LONDON (Reuters) - China’s interest rate cut kept shares worldwide near record highs on Monday, though euro zone bourses, bonds and the euro were pegged back by a lack of progress in resolving Greece’s financing woes.
China’s third rate cut in six months on Sunday saw Asian markets get the week off to a solid start, but Europe was cautious as euro zone finance ministers prepared to meet in Brussels to try to find a way to keep Greece afloat.
Athens has to repay 750 million euro to the International Monetary Fund on Tuesday. France’s Finance Minister Michel Sapin said Monday’s meeting would be not be “decisive”, though he had no doubt a deal would come eventually.
The jitters however meant most of the euro zone’s stock markets <0#.INDEXE> and its bonds started lower, though outperformance by Britain’s FTSE after Friday’s post-election jump kept the FTSEurofirst 300 about level.
The euro bore the brunt of the angst, falling half a percent to $1.1157, well below the two-month peak of $1.1392 struck last week.
“I get the feeling in the market that there are increasingly more people who are positioning for a Grexit,” Credit Agricole’s European head of FX strategy, Adam Myers, said.
“More and more people seem to be taking a pessimistic view.

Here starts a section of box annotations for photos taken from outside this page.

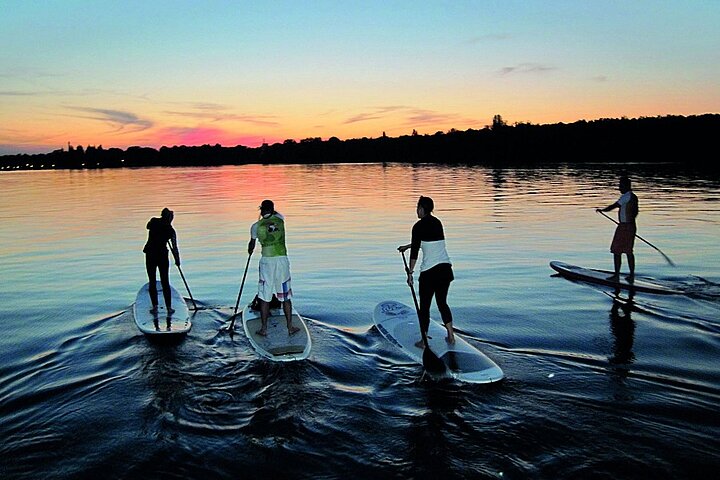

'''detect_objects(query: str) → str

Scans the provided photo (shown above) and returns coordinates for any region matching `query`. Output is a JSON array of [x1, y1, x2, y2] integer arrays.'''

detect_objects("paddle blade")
[[423, 346, 447, 377]]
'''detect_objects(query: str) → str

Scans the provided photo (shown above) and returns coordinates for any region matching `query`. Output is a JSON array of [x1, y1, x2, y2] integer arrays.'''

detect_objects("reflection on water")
[[0, 164, 720, 478]]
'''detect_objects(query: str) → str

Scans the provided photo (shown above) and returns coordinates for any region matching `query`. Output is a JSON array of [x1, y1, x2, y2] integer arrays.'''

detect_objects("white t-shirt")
[[617, 190, 635, 223]]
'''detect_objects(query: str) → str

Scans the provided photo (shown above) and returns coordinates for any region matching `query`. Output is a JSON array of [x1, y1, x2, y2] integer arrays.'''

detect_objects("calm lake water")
[[0, 164, 720, 479]]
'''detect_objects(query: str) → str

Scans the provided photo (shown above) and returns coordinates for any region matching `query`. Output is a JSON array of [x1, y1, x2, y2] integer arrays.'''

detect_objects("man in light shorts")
[[248, 200, 300, 336], [596, 176, 639, 282]]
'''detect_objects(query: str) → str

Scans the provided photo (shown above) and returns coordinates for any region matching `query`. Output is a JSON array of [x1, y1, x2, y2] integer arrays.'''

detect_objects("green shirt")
[[250, 213, 287, 257]]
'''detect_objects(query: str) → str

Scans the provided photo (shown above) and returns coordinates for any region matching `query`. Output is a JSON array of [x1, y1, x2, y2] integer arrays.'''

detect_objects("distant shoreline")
[[0, 114, 720, 172]]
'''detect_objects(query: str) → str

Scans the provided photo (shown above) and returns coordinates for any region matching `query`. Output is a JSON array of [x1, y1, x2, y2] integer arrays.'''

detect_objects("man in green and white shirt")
[[248, 200, 300, 335]]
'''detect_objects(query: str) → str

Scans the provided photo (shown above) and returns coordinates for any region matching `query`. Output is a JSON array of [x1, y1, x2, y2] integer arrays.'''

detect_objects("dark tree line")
[[0, 114, 720, 170]]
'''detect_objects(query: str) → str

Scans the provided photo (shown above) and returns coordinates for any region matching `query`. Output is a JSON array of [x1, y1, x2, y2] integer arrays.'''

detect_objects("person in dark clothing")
[[143, 208, 180, 315], [398, 197, 455, 347]]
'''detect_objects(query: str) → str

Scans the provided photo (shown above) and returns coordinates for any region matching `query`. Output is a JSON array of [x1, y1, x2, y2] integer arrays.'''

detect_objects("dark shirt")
[[143, 217, 176, 255], [410, 215, 445, 259]]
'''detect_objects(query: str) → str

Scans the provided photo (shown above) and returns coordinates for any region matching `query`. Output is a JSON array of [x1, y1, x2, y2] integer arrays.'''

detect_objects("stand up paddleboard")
[[373, 300, 504, 383], [550, 261, 682, 295], [242, 305, 312, 362], [133, 281, 192, 337]]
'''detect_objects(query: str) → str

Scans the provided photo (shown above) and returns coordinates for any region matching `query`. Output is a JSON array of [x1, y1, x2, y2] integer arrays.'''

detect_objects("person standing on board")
[[595, 176, 639, 281], [248, 200, 300, 336], [398, 196, 455, 348], [143, 208, 180, 315]]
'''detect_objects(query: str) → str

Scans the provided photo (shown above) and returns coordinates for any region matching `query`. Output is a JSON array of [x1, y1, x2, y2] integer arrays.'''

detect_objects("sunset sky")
[[0, 0, 720, 154]]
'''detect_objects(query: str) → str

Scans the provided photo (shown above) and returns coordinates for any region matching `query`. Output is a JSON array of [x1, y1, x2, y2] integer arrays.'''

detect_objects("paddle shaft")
[[598, 210, 675, 267], [400, 251, 447, 376], [168, 242, 197, 310], [400, 252, 430, 349], [228, 253, 252, 330]]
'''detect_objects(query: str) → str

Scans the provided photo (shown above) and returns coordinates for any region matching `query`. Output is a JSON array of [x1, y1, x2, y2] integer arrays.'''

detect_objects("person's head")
[[260, 200, 276, 218], [160, 207, 175, 223], [417, 196, 435, 218], [620, 175, 632, 193]]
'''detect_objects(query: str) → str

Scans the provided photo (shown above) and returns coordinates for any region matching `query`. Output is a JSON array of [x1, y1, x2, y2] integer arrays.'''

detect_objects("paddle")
[[228, 253, 252, 330], [400, 252, 447, 376], [168, 242, 197, 310], [596, 210, 677, 267]]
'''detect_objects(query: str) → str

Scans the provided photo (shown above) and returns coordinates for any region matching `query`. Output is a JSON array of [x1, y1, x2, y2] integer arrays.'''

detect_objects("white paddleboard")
[[550, 261, 682, 295], [133, 281, 192, 336], [242, 305, 312, 362], [373, 300, 504, 383]]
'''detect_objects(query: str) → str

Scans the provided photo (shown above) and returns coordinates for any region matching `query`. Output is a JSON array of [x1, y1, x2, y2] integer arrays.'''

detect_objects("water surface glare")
[[0, 164, 720, 479]]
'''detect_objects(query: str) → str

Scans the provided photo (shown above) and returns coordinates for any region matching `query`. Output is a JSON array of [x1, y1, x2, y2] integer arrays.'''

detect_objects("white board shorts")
[[258, 256, 292, 302]]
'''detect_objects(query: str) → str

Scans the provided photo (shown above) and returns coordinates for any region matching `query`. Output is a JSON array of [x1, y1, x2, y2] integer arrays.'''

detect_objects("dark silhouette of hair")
[[418, 196, 435, 213]]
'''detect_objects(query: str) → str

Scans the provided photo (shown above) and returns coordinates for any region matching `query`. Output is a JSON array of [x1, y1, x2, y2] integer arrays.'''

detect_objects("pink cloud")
[[151, 127, 276, 147]]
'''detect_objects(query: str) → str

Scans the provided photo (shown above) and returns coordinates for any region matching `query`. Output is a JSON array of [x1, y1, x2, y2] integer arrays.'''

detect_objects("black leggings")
[[418, 263, 454, 333], [145, 253, 172, 308]]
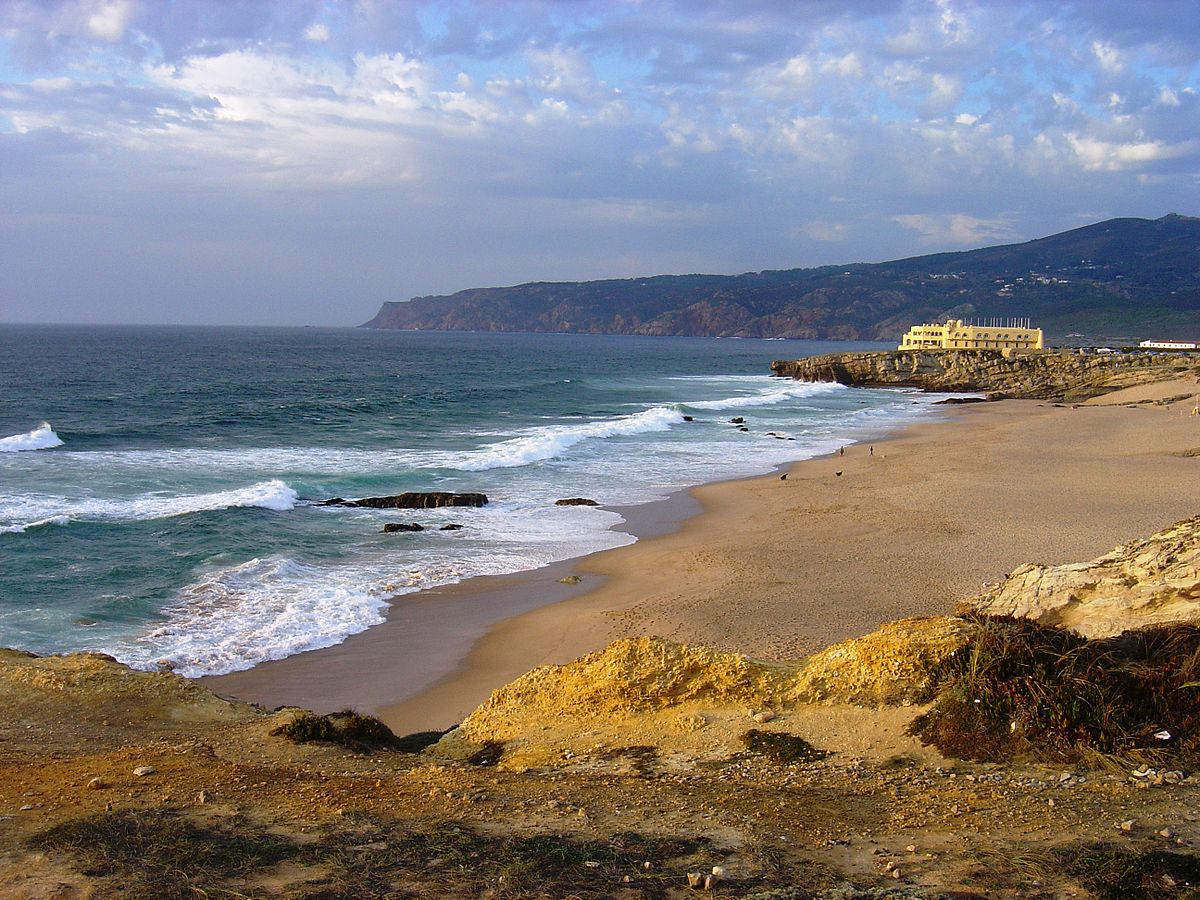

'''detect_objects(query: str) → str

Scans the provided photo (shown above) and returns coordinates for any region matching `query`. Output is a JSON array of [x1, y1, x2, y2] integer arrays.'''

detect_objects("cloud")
[[1067, 134, 1200, 172], [893, 214, 1018, 246], [0, 0, 1200, 320], [304, 22, 330, 43]]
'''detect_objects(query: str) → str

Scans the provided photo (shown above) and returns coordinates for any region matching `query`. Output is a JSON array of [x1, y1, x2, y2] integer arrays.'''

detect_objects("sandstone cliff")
[[964, 516, 1200, 637], [770, 350, 1200, 402]]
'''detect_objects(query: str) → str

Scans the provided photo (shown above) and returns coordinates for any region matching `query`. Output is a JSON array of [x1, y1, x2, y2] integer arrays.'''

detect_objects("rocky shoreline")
[[770, 350, 1200, 403]]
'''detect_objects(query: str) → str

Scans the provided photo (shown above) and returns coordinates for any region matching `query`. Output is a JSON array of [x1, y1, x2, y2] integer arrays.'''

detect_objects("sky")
[[0, 0, 1200, 325]]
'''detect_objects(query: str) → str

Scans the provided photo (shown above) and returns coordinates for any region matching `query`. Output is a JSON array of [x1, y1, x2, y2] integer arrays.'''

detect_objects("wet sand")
[[204, 379, 1200, 732]]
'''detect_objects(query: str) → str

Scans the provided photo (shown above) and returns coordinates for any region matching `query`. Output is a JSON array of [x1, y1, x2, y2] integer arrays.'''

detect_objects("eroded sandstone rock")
[[964, 516, 1200, 637]]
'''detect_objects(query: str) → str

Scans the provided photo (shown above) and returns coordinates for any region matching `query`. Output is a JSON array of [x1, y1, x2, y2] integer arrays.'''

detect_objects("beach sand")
[[204, 379, 1200, 733]]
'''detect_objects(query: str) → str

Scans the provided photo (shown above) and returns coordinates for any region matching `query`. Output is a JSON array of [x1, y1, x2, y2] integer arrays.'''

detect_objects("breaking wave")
[[454, 407, 684, 472], [0, 479, 298, 530], [0, 516, 71, 534], [684, 382, 850, 409], [0, 422, 62, 454]]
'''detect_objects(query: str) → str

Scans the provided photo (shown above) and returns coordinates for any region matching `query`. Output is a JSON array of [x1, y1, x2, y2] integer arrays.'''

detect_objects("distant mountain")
[[365, 214, 1200, 341]]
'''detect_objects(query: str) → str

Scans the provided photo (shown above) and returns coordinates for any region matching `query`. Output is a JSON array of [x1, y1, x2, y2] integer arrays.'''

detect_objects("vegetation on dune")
[[742, 728, 829, 766], [911, 616, 1200, 764], [1056, 844, 1200, 900], [31, 811, 300, 900], [30, 811, 739, 900], [271, 709, 405, 754]]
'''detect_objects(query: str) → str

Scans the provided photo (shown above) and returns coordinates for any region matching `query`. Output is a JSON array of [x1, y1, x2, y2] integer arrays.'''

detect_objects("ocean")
[[0, 325, 950, 676]]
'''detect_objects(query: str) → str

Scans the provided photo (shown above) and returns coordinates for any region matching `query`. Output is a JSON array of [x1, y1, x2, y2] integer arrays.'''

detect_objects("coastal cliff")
[[364, 215, 1200, 343], [770, 350, 1200, 402]]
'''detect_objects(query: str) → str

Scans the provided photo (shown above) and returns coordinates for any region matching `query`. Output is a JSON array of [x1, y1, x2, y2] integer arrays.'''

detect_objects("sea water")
[[0, 325, 955, 676]]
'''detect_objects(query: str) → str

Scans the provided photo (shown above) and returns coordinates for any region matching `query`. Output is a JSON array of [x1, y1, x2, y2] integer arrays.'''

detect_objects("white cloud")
[[1158, 84, 1180, 107], [1066, 134, 1198, 172], [304, 22, 330, 43], [802, 221, 850, 241], [1092, 41, 1124, 74], [893, 212, 1016, 246], [86, 0, 134, 42]]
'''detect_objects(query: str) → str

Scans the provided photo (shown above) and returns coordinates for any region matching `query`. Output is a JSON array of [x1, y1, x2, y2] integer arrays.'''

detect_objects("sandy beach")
[[204, 379, 1200, 732]]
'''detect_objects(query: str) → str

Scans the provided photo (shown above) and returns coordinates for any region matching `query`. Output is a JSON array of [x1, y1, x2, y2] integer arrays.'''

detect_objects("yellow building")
[[900, 319, 1045, 350]]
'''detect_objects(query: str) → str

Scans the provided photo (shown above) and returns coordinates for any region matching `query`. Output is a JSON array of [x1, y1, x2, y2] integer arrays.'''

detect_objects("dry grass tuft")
[[911, 616, 1200, 762]]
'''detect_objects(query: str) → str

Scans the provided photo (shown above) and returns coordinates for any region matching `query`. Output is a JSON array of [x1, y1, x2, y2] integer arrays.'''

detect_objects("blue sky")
[[0, 0, 1200, 324]]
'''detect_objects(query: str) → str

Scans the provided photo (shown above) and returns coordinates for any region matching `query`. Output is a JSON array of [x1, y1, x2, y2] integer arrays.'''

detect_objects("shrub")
[[910, 616, 1200, 760]]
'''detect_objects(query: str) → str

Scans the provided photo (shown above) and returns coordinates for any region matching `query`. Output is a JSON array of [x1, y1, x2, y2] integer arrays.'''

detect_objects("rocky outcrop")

That wasn’t there even a month ago.”
Two-year Greek yields edged up 35 basis points to 20.86 percent and Greek stocks, which rallied sharply last week, were down 2.3 percent.
The nervousness also weighed on Italian and Spanish yields while German 10-year yields also edged up, extending the sharp rise seen over the last couple of weeks.
A 3-percent surge in Chinese stocks following the rate cut had helped MSCI’s broadest index of Asia-Pacific shares outside Japan climb 0.4 percent, with Japan’s Nikkei also up 1.3 percent.
There had been an element of followthrough from the 1 percent gain on Wall Street on Friday after a bounce back in jobs U.S. numbers had lifted sentiment.
That data had also given the dollar renewed energy. It was 0.3 percent higher against other top currencies and up for a third straight session in European trading.
The payrolls figures kept alive the possibility of the Federal Reserve raising U.S. interest rates for the first time in almost a decade as soon as September, although futures markets are still leaning towards December.
The yield on the benchmark 10-year note was at 2.177 percent, compared to its U.S. close of 2.150 percent on Friday. The dollar rose about 0.1 percent against the yen to 119.92.
In addition to Greece’s ongoing debt woes, the euro was under pressure after German Chancellor Angela Merkel’s conservatives were badly beaten in a regional election.
The dollar’s widespread strength also meant the pound fell about 0.3 percent to $1.5407, after it notched up a 10-week high of $1.5523 on Friday.
Among commodities, oil got off to a lackluster start, with Brent flat at $65.39 a barrel after posting its first weekly loss in a month on Friday as the market fretted again about global oversupply.
Gold continued to track sideways at 1,185 an ounce while copper saw only minor lift from China’s rate cut. China is the biggest buyer of the metal.